Der Sportverein bekam sein Fett weg in der Rede, die Spielgemeinschaft der Hauptkicker aus Wiesbach und Knopp wurden passend ins Bild gerückt. Und damit es in einigen Jahren in Wiesbach auch wieder stramme Straußmädels und Straußbuben geben kann, seien jetzt schon erfolgreich die Weichen gestellt meinte Oliver Türr, der über den ausgebrochenen Baby-Boom in Wiesbach ganz ausführlich berichtete. Das dörfliche Highlight des Jahres, die 750-Jahr-Feier, durfte selbstverständlich nicht fehlen. „Die Kerch war jo ganz doll, ich glaab de Selinger der war voll.

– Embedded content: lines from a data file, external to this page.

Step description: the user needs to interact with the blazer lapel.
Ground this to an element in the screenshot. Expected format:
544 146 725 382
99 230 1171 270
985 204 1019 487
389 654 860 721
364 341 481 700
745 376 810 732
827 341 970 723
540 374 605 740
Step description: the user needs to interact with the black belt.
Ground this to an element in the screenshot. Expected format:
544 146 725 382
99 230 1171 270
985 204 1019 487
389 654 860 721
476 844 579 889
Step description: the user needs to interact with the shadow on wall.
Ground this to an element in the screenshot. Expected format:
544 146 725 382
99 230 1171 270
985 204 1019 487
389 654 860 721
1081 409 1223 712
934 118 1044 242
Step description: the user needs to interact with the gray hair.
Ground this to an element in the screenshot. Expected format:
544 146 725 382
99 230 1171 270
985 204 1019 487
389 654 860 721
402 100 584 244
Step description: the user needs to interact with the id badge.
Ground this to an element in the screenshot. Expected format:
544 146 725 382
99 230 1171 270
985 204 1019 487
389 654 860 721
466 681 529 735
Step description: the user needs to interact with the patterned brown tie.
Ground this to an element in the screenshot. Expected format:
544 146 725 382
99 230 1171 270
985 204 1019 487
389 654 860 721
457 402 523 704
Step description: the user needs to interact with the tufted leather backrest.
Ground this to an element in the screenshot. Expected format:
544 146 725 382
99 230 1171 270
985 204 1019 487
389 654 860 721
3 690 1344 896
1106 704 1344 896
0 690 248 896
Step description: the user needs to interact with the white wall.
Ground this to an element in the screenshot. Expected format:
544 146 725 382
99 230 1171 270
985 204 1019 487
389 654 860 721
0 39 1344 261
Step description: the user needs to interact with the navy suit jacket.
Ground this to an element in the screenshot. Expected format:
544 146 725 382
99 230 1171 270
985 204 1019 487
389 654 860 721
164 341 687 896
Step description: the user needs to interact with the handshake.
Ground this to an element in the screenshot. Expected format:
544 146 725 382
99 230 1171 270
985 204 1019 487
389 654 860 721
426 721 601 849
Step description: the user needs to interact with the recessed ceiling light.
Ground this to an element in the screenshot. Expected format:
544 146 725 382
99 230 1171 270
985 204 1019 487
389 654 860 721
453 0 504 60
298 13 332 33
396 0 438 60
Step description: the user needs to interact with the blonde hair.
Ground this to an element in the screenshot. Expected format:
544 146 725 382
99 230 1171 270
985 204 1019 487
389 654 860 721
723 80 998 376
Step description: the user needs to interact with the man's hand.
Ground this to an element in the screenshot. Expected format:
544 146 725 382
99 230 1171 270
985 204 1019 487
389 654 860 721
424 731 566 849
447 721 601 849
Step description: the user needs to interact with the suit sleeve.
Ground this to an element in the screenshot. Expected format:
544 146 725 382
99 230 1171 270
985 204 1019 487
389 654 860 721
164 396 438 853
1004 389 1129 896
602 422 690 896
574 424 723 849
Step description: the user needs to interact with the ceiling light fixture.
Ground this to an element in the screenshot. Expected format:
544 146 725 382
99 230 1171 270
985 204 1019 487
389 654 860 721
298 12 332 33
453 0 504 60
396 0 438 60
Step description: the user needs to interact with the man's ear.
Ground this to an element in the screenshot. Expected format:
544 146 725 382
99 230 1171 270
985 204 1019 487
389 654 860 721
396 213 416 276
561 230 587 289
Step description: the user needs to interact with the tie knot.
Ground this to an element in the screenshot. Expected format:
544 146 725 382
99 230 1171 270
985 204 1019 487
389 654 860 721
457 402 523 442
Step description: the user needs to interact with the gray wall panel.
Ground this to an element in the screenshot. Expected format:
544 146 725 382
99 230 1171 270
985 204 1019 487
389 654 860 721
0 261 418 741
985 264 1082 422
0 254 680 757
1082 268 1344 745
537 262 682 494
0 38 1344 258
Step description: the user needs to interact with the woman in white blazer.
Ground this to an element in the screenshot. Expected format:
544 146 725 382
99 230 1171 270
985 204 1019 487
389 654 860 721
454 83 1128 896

Die Politiker ganz fromm, hann in de vorreschde Reihe Platz genomm Redde hannse ach gehall, es hat uns all gefall.“ Mit dem was es über die Theatertruppe, „em Bernd soi Geschwindigkeitswahnsinn“ und in der neuen Altenstube im Wiesbacher Hof zu berichten gab wurde die Rede beendet und noch einmal dankte Sandra dem Olli dafür, dass er mit der Dorfchronik einen wahren Haupttreffer habe landen können.